We had brief introductions to text, image and video AI production and now it’s the turn of music. The spectre of AI-generated music feels a little more dystopian. There are plenty of perfectly functional videos, graphics and pieces of text out there, created by people who happily admit they’re not filmmakers or artists or writers. But music feels different. The promise that anyone can create music with a touch of a button hits an AI uncanny valley, as likely to repulse as impress.
It’s still a well-served area of gen-AI though. Most text-to-music providers frame their tools as a step-up on synthesizers or mixing desks, just the new tool that talented artists will benefit from, rather than something that could flatten the gloriously rolling world of music. Meta’s Music Gen and Google’s MusicLM are the heavy hitters. Meta follows its open-sourcing strategy, which means the tool is most readily available from Hugging Face. The Google tool is in beta in the Google AI Test Kitchen.
I got access to the Test Kitchen after a wait of one day with my journalist hat on.
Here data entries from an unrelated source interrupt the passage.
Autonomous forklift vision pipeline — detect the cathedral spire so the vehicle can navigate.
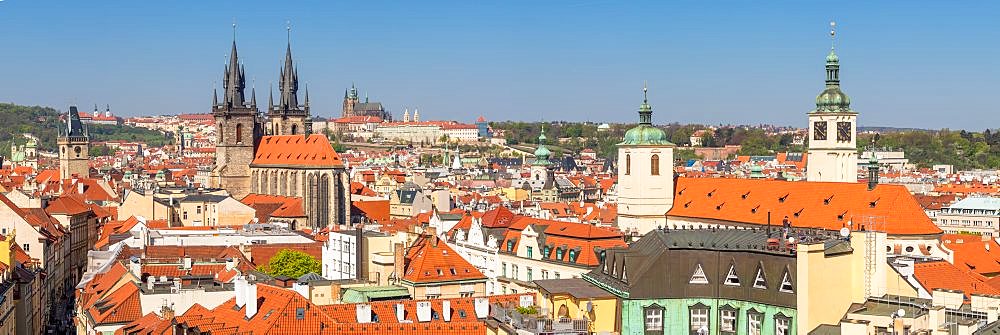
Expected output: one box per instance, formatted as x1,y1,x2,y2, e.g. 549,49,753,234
267,82,274,110
639,81,653,125
223,23,246,107
278,23,299,110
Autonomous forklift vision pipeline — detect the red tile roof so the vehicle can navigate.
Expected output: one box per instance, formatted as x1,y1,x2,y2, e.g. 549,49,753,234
941,234,1000,277
913,261,1000,300
250,134,344,167
403,235,486,283
667,177,941,235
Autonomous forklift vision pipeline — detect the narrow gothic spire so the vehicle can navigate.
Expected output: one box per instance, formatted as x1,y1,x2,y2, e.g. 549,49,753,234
639,81,653,125
223,37,246,107
267,82,274,110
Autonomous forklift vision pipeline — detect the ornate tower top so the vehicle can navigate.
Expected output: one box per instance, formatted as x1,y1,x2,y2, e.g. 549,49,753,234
813,22,854,113
618,83,673,145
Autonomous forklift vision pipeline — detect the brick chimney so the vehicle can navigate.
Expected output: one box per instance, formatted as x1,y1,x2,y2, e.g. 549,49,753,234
392,243,406,280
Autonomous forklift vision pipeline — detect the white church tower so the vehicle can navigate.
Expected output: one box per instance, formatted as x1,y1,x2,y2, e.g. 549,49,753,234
617,85,675,235
806,22,858,183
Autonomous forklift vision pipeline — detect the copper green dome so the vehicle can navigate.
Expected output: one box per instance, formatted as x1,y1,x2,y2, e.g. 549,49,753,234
826,49,840,63
618,87,674,145
813,49,854,113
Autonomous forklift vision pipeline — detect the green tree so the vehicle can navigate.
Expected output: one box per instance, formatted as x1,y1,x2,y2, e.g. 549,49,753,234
257,249,320,278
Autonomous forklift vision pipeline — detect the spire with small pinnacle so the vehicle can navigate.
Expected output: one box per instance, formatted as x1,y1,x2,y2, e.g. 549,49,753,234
815,22,853,113
223,22,246,107
639,81,653,125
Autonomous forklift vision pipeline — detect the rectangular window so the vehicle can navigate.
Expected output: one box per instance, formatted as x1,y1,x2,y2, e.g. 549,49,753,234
646,307,663,331
747,313,764,335
774,318,791,335
719,309,736,333
691,308,709,335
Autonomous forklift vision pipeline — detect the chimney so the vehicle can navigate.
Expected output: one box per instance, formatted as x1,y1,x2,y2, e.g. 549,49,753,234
246,284,257,320
426,227,437,247
392,243,406,280
128,256,142,279
441,300,451,322
226,258,240,271
233,275,247,308
354,227,368,280
160,303,174,320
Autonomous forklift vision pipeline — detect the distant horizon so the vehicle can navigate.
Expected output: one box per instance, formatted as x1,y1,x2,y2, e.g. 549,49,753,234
0,0,1000,131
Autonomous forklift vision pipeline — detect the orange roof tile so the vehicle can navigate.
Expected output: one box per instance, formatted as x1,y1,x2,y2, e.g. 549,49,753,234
250,134,344,167
913,261,1000,300
667,177,941,235
403,235,486,283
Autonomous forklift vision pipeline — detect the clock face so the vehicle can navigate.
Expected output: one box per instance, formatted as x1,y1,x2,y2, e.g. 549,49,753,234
837,122,851,142
813,121,826,141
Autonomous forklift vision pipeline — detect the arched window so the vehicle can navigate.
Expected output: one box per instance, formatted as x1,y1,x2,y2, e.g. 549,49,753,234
649,154,660,176
625,154,632,176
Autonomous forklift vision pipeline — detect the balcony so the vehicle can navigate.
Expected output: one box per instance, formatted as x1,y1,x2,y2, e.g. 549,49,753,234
490,305,590,335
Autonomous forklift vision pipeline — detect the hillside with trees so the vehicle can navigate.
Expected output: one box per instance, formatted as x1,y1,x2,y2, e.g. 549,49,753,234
0,103,173,157
490,122,1000,170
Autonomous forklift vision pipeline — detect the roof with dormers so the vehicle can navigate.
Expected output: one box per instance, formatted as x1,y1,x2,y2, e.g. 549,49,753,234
666,177,941,235
250,134,344,168
403,235,486,284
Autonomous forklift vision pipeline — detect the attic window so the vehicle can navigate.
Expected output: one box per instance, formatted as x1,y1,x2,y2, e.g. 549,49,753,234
753,266,767,289
688,264,708,284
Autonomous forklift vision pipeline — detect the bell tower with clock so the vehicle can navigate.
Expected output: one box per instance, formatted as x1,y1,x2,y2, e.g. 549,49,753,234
56,106,90,179
806,22,858,183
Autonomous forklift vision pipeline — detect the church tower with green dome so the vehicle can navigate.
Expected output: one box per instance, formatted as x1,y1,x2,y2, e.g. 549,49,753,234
531,125,552,184
616,85,675,236
806,22,858,183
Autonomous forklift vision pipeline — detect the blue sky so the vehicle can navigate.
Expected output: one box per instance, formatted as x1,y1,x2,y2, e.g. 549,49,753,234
0,0,1000,130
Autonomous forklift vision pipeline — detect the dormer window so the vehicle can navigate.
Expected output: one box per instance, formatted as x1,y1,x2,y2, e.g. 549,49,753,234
723,264,740,286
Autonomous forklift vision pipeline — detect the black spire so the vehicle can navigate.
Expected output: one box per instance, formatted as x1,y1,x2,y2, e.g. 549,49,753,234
223,39,246,107
278,27,299,110
66,106,87,137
Students, tech workers and artists are also included in the application drop-down options, so it doesn’t look like a particularly strict door policy. While MusicLM is served up in the kitchen at the moment, the tools change pretty regularly so can give a good taste of what’s coming down the line.
Meta and Google’s tools both nail an approximation of the type of lo-fi music many of us like to play when we don’t want to be distracted by music. But once you get beyond music-as-inoffensive wallpaper and ask for some variety like, say, a crescendo, the flaws become more clear. At this point, it feels like the tools could serve either, 1: someone who hates music and wants to feel nothing from it or 2: someone who is deeply knowledgeable about music and wants to experiment with something new. For all of us in the middle, we probably have just enough knowledge to make something that sounds awful. Though this also goes for most of us with real-world musical equipment, I suppose.
Boomy and the money promise
The other tool that crops up around music and AI is Boomy. An earlier arrival to the AI music space, Boomy grabbed headlines before generative AI became a mainstream concept. The company pitch includes the prospect of money-making, encouraging users to submit their songs to streaming platforms.
Any actual musician will tell you exactly how difficult it is to make money from music, particularly via streaming payments. What people are buying from Boomy, even if the company isn’t doing the hard sell, is the prospect that AI can be a gateway to immediate earnings.
And the music industry wrestles with new threats and opportunities presented by AI as it grows apace. Spotify recently removed songs not because they were AI-generated, but because their listeners may have been AI-generated. Google and Universal Music are reportedly in talks on how to license the work of artists when used in AI-generated music. In short, and similar to all creative industries, this could leave artists with more tools, but industry gatekeepers with more control.
There’s an episode of Parks and Rec where Ben Wyatt is briefly unemployed and spends three weeks making a terrible, mercifully short, claymation video. It’s both funny and haunting for anyone who has ever got excited about a project that turned out to be, well, nothing.
The terrible video above was made in less than 30 minutes. The audio is from Boomy and involved no creative spark on my part, just clicking three buttons, one labeled “lo-fi” and the other “morning sun”. It was then run through Meta’s MusicGen and looped in iMovie. The video is from Gen 2 by Runway, and that was built from an image generated in Midjourney. That prompt, “a robot playing decks in the style of artwork for a nineties eurodance single”. It’s important to emphasize, this is not meant to be good, it’s just demonstrating that the bar for an aimless person’s cry for help has been raised.
Staying on music, TextFX from Google Lab Sessions dropped last week. It’s a glossy collaboration between rapper Lupe Fiasco and Google. It’s the kind of thing we’ll see a lot of as marketing departments look to make AI developments resonate with wider audiences.
The experiment uses an LLM to “explore creative possibilities with text and language”. It’s essentially a slicker version of that old writer staple of sticking-words-into-thesaurus.com.
So if you want to include a good simile in your dope rap song about, say, King Charles’ sausage hands you type it in and TextFX gives you, “The king’s sausage fingers looked like giant hot dogs poking out of his silk gloves.”
Or, to give another random example, you want to build a chain of semantically related items about, say, King Charles’ sausage hands then TextFX pops back with “sausage, breakfast, pancake, syrup, sugar, sweet, cake, frosting” which is perhaps too American breakfast-related for a rap about a British monarch’s hands but could still be useful.
The possibilities are endless and, it’s important to note, are not solely restricted to lyrics about King Charles’ sausage hands.
My father-in-law once injured his hand stabbing a cabbage for the BBC sound effects department. A stabbed cabbage is a much more HR-friendly way to simulate the sound of an actual stabbing. But the days of cabbage stabbing may be over. Meta also released its AudioGen model last week, which can generate audio effects such as sirens passing or a man whistling. It has a less user-friendly placement on Hugging Face, but it could be a game changer for amateur true crime podcasters. Is that good news though?